On this side of the Atlantic, decades of almost uninterrupted centralization of authority at the national level has necessarily come at the expense of more localized decisionmaking. Our own unfortunate experience has been an increasingly homogenized, sterilized, conformist, bureaucratic, technocratic, remote, suffocating, uniform, top-down, one-size-fits-all leviathan. Ironically, those on the political left who so often pretend to value “diversity” defend that erosion of federalism most enthusiastically. They expose themselves as intolerant of true diversity, freedom and independence of people who don’t see the world as they do.
Despite forecasts of economic doom from “Remain” advocates, a surprising majority of British voters felt the same sense of suffocation and loss of sovereignty and voted “Leave.” That sentiment isn’t limited to Britain, as fellow European populations in places like France and the Netherlands express the same dissatisfaction:
The popularity of the European Union is plummeting across some major European countries, according to new data published by Pew Research Centre.
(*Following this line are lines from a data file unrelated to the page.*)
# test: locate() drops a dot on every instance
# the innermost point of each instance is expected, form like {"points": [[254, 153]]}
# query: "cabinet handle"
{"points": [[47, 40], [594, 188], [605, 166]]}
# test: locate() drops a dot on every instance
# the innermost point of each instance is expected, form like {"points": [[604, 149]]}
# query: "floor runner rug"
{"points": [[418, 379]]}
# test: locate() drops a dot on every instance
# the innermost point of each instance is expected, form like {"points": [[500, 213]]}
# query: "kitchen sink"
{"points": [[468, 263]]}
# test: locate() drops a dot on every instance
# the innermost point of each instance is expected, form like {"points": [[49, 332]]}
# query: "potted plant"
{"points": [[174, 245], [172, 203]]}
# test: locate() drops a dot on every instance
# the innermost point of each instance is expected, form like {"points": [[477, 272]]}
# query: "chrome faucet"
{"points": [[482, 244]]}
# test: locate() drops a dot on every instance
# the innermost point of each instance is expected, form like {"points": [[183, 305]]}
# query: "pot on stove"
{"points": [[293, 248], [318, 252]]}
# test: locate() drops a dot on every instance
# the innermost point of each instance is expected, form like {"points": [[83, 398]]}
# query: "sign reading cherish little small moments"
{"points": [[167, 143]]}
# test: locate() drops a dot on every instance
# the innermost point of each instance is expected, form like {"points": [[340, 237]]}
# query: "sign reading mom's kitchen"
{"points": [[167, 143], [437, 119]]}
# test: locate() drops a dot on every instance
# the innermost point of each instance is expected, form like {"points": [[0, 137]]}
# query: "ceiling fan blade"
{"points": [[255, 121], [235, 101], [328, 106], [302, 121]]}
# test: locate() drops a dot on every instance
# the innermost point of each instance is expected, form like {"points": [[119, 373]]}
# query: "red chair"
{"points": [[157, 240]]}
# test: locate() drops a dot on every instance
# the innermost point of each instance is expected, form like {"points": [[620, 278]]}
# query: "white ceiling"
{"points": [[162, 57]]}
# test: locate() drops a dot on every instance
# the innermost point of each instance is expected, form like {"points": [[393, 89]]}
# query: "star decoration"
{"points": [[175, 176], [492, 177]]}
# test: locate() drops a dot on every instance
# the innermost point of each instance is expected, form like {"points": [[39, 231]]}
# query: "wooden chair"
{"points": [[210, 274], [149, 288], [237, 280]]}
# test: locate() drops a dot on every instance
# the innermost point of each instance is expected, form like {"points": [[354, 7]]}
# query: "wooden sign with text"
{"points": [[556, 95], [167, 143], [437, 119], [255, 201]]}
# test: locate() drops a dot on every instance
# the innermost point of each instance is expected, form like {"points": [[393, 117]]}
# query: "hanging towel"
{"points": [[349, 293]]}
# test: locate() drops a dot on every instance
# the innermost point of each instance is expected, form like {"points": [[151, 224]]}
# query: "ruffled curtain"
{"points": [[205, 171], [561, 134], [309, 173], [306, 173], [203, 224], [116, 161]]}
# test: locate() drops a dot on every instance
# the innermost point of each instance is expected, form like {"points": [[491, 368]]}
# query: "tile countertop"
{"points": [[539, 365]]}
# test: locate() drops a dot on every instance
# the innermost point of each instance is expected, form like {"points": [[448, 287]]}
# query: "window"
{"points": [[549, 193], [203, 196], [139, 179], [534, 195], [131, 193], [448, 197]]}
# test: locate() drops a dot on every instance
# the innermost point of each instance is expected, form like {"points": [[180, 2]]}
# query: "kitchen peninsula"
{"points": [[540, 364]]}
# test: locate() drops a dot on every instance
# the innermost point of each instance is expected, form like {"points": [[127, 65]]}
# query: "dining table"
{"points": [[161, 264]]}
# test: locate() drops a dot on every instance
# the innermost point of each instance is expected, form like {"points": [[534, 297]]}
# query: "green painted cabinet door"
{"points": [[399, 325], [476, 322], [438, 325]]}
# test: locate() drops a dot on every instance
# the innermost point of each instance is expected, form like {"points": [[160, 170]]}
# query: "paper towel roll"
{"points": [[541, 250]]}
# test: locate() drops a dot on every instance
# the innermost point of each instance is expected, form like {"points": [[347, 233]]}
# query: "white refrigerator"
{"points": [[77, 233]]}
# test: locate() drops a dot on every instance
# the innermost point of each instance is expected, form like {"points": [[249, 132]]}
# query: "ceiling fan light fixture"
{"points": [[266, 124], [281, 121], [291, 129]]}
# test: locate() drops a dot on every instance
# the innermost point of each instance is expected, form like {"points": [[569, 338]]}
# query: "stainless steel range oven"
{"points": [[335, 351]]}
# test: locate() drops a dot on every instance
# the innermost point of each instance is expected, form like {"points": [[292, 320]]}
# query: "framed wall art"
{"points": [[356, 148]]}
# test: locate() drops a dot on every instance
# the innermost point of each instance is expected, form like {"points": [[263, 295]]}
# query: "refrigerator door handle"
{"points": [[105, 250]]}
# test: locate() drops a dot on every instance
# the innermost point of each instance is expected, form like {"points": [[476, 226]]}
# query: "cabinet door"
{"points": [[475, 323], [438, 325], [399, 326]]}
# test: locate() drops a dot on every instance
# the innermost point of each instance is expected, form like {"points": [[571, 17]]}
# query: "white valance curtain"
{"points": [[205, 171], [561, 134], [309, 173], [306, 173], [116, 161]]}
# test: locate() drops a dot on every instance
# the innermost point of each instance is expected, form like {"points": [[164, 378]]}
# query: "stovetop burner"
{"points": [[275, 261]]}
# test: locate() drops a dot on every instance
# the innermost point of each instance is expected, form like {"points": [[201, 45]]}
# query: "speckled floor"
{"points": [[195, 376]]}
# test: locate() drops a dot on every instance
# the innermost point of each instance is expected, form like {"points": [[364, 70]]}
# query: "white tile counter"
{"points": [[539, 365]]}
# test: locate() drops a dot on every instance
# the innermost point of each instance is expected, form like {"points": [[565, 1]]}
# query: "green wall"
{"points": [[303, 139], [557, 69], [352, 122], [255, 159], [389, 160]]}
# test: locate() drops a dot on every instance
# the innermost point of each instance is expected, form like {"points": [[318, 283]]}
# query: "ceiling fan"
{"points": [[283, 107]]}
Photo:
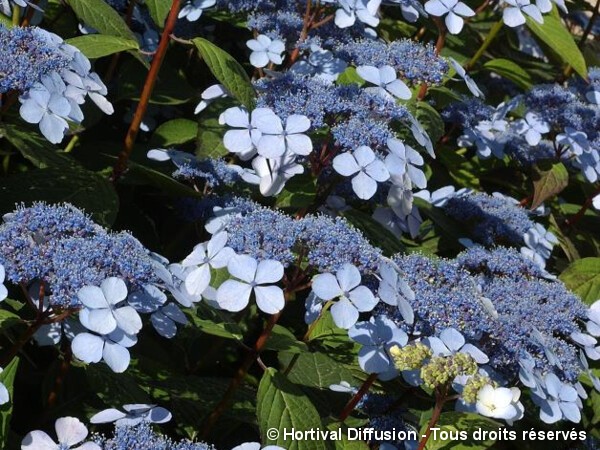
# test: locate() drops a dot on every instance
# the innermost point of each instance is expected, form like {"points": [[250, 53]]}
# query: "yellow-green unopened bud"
{"points": [[440, 369], [410, 357], [473, 385]]}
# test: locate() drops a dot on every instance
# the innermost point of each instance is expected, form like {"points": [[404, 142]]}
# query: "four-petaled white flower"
{"points": [[209, 254], [245, 135], [352, 297], [265, 50], [363, 10], [500, 403], [69, 430], [255, 276], [454, 10], [277, 139], [533, 127], [513, 12], [365, 168], [274, 173], [135, 414], [194, 8], [102, 313], [47, 109]]}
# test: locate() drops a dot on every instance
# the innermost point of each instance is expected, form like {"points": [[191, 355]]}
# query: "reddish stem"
{"points": [[440, 399], [578, 216], [356, 398], [240, 374], [149, 84]]}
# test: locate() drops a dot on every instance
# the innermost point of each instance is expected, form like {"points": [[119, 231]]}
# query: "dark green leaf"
{"points": [[583, 278], [99, 15], [165, 182], [549, 179], [511, 71], [7, 378], [8, 319], [210, 139], [377, 234], [175, 132], [98, 45], [554, 34], [349, 76], [228, 71], [282, 339], [315, 370], [282, 405], [76, 185], [159, 10], [35, 148]]}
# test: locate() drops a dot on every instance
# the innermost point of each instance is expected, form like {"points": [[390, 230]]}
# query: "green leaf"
{"points": [[175, 132], [429, 118], [282, 405], [315, 370], [228, 71], [560, 41], [282, 339], [99, 15], [549, 179], [349, 76], [375, 232], [475, 432], [215, 323], [165, 182], [583, 278], [511, 71], [35, 148], [120, 388], [76, 185], [326, 330], [98, 45], [159, 10], [7, 378], [5, 20], [210, 139]]}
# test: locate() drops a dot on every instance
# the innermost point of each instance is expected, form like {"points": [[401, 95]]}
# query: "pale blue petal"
{"points": [[452, 339], [348, 278], [344, 313], [92, 297], [345, 164], [326, 286], [233, 295], [106, 416], [114, 290], [116, 357], [243, 267], [269, 299], [364, 186], [100, 321], [128, 319], [87, 347], [363, 299], [373, 360], [163, 325], [268, 271], [197, 280]]}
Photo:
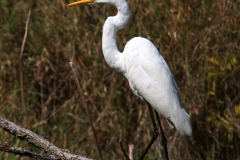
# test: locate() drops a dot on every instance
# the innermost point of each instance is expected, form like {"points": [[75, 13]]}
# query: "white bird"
{"points": [[147, 72]]}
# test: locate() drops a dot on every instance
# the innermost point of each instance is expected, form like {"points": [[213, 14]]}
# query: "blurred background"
{"points": [[199, 39]]}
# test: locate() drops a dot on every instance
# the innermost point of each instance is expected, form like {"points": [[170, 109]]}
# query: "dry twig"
{"points": [[44, 145]]}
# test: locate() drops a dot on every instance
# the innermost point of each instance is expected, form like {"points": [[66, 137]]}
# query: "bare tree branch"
{"points": [[38, 141], [22, 152], [21, 67]]}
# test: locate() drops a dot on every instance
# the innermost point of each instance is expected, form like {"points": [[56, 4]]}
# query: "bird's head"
{"points": [[81, 2]]}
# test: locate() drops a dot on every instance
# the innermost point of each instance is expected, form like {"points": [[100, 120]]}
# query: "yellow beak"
{"points": [[80, 2]]}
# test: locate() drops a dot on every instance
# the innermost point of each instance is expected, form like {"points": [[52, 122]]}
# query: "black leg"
{"points": [[155, 133], [164, 140]]}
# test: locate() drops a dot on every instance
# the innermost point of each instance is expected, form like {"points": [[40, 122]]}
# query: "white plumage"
{"points": [[145, 69]]}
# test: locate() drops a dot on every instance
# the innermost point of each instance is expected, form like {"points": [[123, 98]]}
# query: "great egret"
{"points": [[147, 72]]}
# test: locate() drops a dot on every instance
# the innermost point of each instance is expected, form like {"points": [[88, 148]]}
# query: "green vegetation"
{"points": [[200, 41]]}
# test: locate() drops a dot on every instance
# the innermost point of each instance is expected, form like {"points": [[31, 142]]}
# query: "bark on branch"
{"points": [[44, 145]]}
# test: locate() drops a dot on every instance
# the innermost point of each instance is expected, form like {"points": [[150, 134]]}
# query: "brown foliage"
{"points": [[198, 39]]}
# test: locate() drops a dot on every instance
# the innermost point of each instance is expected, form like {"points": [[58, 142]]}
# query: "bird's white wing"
{"points": [[151, 80]]}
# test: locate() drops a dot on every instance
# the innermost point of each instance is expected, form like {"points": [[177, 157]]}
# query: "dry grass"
{"points": [[199, 40]]}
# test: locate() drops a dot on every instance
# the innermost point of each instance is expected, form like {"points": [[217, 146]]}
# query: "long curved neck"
{"points": [[110, 28]]}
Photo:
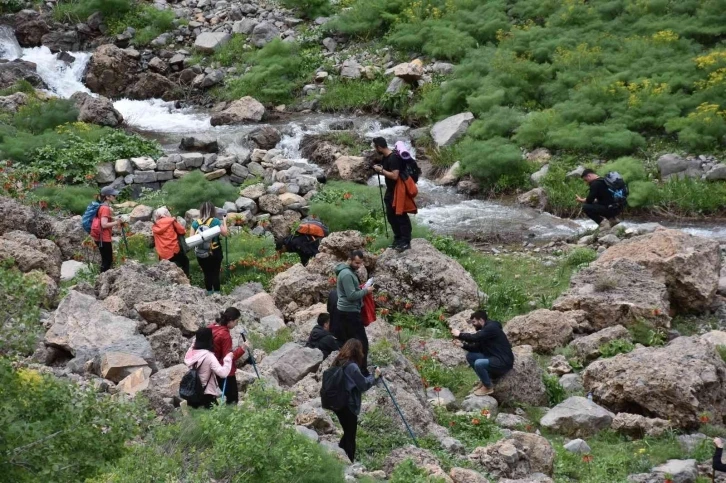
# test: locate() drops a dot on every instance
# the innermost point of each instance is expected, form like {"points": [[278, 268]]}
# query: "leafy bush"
{"points": [[194, 189], [54, 431]]}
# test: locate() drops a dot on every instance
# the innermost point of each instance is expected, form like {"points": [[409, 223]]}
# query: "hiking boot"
{"points": [[484, 391]]}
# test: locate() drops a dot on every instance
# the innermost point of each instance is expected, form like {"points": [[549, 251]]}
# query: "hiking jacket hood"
{"points": [[208, 367], [166, 230], [350, 296]]}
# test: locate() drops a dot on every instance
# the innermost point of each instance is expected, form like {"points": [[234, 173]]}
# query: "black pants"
{"points": [[106, 249], [210, 267], [231, 395], [349, 422], [181, 261], [400, 224], [597, 213], [350, 326]]}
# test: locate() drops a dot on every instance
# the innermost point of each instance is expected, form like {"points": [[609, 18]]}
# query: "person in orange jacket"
{"points": [[226, 321], [166, 232]]}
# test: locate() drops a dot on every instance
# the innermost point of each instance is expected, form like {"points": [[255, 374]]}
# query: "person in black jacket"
{"points": [[717, 464], [599, 205], [489, 351], [321, 338]]}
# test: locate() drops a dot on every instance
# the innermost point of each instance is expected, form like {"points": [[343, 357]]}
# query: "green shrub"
{"points": [[194, 189], [54, 431]]}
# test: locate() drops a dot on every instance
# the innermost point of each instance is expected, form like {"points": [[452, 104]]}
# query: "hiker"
{"points": [[718, 465], [209, 254], [396, 201], [599, 206], [350, 303], [321, 338], [352, 359], [166, 232], [102, 227], [222, 339], [201, 355], [489, 351]]}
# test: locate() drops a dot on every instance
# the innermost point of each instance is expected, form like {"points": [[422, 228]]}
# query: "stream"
{"points": [[441, 209]]}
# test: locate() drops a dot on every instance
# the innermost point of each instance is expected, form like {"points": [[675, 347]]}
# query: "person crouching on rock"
{"points": [[166, 232], [201, 355], [352, 360], [350, 303], [489, 352], [222, 341]]}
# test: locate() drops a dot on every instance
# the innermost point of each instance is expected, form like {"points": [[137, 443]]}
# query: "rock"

The US-based, independent organisation found that the mound of people who feel enthusiastic about the 28-nation bloc is rapidly declining across 7 of the 10 polled nations. In France, only 38% of people have a favourable view of the EU, according to Pew. In 2004, this number was 69%. The same trend was picking up in Spain, Italy, and Germany too.”
It remains to be seen whether and to what extent similar sentiment affects the U.S. elections this November. But regardless, it’s encouraging to see that the concepts that led our Founding Fathers to create a system of federalism here in the U.S. survives in our parent nation of Britain.